Optimising Orthognathic Surgery: A Comparative Review of the Conventional and Surgery-First Approaches
DOI:
https://doi.org/10.24191/cos.v13i1.6211Keywords:
orthognathic surgery, surgery-first approach, conventional orthognathic approach, facial asymmetry, postoperative stabilityAbstract
Objectives: This review explores and compares the Conventional Orthognathic Approach and the Surgery-First Approach in orthognathic surgery.
Materials and Methods: A comprehensive narrative review was conducted by systematically examining peer-reviewed literature, including clinical trials, retrospective studies, systematic reviews, and meta-analyses. Databases such as PubMed, Scopus, and Web of Science were searched using relevant keywords including “Conventional Orthognathic Approach,” “Surgery-First Approach,” and “Orthognathic Surgery.” Studies were selected based on their relevance to the comparative evaluation of COA and SFA in terms of treatment duration, surgical planning complexity, postoperative stability, complication rates, and patient-reported outcomes.
Results: The SFA demonstrated several advantages, including earlier facial improvement, reduced total treatment time, and improved patient cooperation. Patients treated with SFA often reported enhanced psychological well-being due to the early correction of facial aesthetics. On the other hand, COA remains widely used due to its predictable occlusal outcomes and suitability for a broader patient population. Both approaches showed similar long-term skeletal and dental stability in many studies.
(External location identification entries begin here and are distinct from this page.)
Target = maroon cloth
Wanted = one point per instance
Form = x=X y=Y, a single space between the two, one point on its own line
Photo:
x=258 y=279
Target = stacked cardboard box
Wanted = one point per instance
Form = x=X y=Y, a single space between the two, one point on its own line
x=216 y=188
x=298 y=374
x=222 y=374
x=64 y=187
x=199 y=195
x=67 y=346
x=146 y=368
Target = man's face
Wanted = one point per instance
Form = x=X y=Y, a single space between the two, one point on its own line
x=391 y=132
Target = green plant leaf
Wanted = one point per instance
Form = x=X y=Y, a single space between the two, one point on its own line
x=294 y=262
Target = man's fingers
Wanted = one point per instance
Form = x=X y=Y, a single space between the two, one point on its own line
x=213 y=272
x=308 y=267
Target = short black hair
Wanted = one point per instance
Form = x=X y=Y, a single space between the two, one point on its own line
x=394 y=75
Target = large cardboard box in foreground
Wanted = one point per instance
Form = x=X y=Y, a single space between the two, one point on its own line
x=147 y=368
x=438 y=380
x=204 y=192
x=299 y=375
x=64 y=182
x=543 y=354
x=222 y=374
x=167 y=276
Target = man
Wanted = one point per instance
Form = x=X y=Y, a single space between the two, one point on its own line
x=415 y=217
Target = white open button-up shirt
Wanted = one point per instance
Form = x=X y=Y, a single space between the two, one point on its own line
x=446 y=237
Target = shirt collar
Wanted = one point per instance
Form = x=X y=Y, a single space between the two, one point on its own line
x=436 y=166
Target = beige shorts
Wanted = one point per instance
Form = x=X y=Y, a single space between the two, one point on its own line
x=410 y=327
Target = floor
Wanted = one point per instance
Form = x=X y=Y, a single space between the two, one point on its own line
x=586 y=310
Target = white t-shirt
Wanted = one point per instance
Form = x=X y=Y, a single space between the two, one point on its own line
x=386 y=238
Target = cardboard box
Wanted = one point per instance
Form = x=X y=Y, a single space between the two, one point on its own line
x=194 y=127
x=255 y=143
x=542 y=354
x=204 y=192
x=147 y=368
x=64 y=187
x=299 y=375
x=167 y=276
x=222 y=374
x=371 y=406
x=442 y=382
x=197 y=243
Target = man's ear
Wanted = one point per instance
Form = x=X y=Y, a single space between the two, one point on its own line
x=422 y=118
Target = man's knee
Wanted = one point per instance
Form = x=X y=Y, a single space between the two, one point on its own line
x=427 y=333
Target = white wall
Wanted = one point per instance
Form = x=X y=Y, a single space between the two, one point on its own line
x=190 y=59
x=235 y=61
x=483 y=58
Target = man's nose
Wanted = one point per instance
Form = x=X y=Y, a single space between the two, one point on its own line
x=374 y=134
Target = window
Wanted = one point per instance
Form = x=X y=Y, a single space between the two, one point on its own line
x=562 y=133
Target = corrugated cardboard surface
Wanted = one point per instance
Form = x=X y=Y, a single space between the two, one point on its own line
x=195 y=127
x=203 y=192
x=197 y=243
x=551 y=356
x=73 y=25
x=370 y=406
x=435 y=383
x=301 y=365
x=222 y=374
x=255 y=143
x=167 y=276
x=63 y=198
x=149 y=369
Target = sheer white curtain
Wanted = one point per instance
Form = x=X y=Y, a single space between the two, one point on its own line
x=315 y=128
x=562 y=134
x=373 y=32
In terms of complications, both approaches had comparable safety profiles, though SFA demands greater surgical precision. Notably, SFA also showed promising results in selected cases of facial asymmetry and did not appear to increase the risk of temporomandibular joint dysfunction when carefully managed.
Conclusions: Both COA and SFA are effective and safe strategies in orthognathic surgery. The choice should be guided by patient-specific needs and clinical judgment. SFA may be preferred when quicker aesthetic results and shorter treatment duration are priorities, assuming careful planning and appropriate case selection.